Oltremare – Fango
La parola in ebraico moderno per fango è “boz”. Ma se chiedete a qualunque nuovo israeliano, di quelli come me che han dovuto imparare la lingua in fretta e furia per poi trovare un lavoro e iniziare la vita nel nuovo paese, il boz è un tipo di caffè. All’ulpan si studia cultura israeliana e lingua in parallelo, e quindi la lezione su come ordinare un caffè in un bar locale è fra quelle fondamentali, almeno per noi italiani. “Names” cioè caffè solubile è un ordine che a nessuno verrebbe in mente di fare in un bar in Italia, mentre qui è fra le opzioni normali insieme all’americano. Esclusi in partenza. Una volta imparato che per avere un espresso basta in effetti dire “espresso” noi stiamo di solito abbastanza tranquilli. Ma in certi posti, diciamo non proprio nella Tel Aviv bohemienne, l’offerta si limita al boz metaforico ovverosia il caffè turco. Chi sa che effetto fa sotto i denti quando per sbaglio lo si beve prima che si sia depositato bene, capisce perché ha il nomignolo di fango.
Delle volte però, in questa stagione che in Europa porta freddo vero e neve, può capitare qui in Medio Oriente di trovarsi immersi nel boz vero, fango a tutti gli effetti. La pioggia improvvisa e violenta fa strabordare tutti i tombini, e anche in città compaiono colate di fango dove un attimo prima c’era una strada, un attraversamento pedonale, un marciapiede.
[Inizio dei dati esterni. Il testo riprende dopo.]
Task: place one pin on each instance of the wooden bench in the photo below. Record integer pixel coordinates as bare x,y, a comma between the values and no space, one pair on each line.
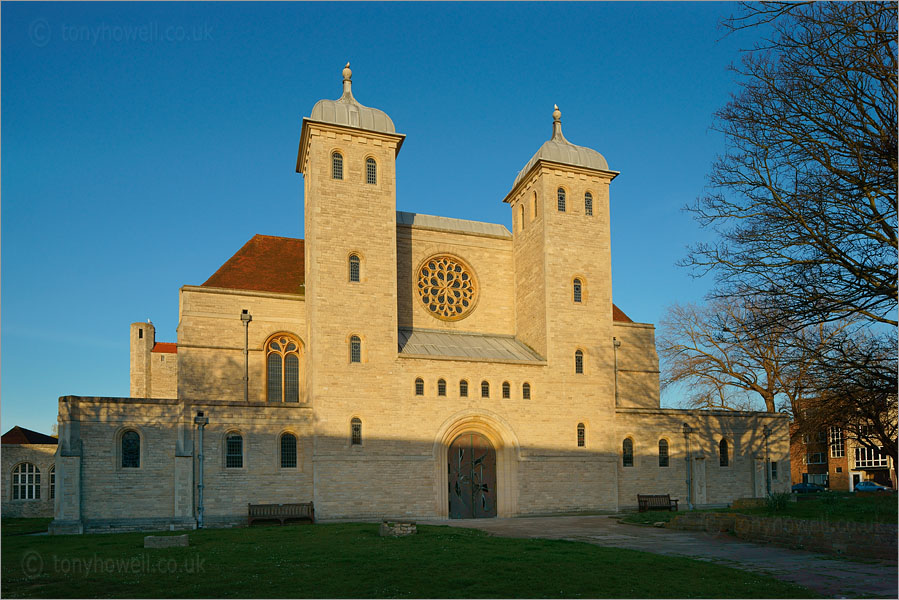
656,502
280,512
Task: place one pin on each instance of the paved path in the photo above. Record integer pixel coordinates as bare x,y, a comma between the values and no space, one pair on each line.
832,577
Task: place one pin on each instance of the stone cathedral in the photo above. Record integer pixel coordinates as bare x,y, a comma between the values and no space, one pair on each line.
395,364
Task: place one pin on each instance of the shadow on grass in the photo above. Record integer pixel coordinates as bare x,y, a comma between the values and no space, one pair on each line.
352,560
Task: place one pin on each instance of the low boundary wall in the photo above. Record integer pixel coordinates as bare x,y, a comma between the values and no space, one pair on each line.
868,540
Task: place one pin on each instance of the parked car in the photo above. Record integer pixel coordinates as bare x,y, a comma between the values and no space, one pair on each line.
870,486
808,488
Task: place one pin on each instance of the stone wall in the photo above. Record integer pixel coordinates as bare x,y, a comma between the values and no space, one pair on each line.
868,540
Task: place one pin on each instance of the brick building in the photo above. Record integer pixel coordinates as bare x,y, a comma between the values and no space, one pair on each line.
833,459
399,364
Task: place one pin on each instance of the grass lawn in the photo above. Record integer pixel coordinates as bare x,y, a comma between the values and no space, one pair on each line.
23,526
352,561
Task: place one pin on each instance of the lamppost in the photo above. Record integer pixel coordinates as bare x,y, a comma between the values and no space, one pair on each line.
766,432
246,317
687,431
201,422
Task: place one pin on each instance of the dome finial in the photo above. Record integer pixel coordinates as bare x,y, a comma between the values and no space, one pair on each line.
557,124
347,81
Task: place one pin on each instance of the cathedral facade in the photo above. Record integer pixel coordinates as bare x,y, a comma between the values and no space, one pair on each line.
394,364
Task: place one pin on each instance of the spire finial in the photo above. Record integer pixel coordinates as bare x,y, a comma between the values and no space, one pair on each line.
347,81
557,124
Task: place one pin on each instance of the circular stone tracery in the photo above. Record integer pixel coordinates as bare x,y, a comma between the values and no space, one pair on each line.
446,287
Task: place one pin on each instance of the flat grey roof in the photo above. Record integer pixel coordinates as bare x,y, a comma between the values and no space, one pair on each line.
429,343
452,225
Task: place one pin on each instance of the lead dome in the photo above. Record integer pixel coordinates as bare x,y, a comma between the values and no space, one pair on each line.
347,111
559,150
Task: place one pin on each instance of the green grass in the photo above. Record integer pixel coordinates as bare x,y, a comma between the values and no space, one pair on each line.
23,526
351,560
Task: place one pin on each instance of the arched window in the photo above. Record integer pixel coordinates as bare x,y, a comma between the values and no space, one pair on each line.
371,171
130,450
337,166
355,349
627,453
288,451
234,451
356,431
282,373
354,268
26,482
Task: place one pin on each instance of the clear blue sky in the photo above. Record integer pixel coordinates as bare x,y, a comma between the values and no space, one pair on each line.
143,144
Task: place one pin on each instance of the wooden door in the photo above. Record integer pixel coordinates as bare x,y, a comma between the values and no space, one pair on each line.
472,477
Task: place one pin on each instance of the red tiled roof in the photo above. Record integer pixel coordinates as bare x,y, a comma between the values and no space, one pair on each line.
269,263
618,315
266,263
20,435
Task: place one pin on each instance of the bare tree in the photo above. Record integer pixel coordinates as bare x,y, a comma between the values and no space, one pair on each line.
804,198
725,359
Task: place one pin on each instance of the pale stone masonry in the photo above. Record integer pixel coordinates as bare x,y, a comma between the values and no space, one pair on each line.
516,397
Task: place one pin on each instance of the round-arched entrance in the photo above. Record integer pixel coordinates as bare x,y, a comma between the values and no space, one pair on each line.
471,477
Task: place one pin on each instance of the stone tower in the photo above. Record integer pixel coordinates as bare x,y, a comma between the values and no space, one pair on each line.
143,336
563,281
347,156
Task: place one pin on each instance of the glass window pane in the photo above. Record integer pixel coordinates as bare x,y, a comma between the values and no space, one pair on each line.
627,453
288,451
130,450
291,378
234,451
274,378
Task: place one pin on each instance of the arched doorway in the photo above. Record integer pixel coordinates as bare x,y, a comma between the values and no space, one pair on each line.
471,477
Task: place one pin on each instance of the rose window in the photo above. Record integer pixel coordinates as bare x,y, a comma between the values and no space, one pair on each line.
446,287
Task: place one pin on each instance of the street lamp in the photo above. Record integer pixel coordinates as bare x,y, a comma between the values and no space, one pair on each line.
201,421
766,432
687,431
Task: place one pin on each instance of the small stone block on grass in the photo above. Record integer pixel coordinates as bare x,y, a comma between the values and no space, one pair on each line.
397,528
165,541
È una specie di miraggio, che nel giro di pochi giorni ritorna allo stato di sabbia raccolta e impilata dal vento; e a meno di impronte profonde di scarpe o di zampe di cane poco furbo, neanche ci si ricorda poi che quella montagnetta di sabbia è stata ad un certo punto della breve tempesta un luogo invalicabile.
Memoria labile e stagionale, la nostra.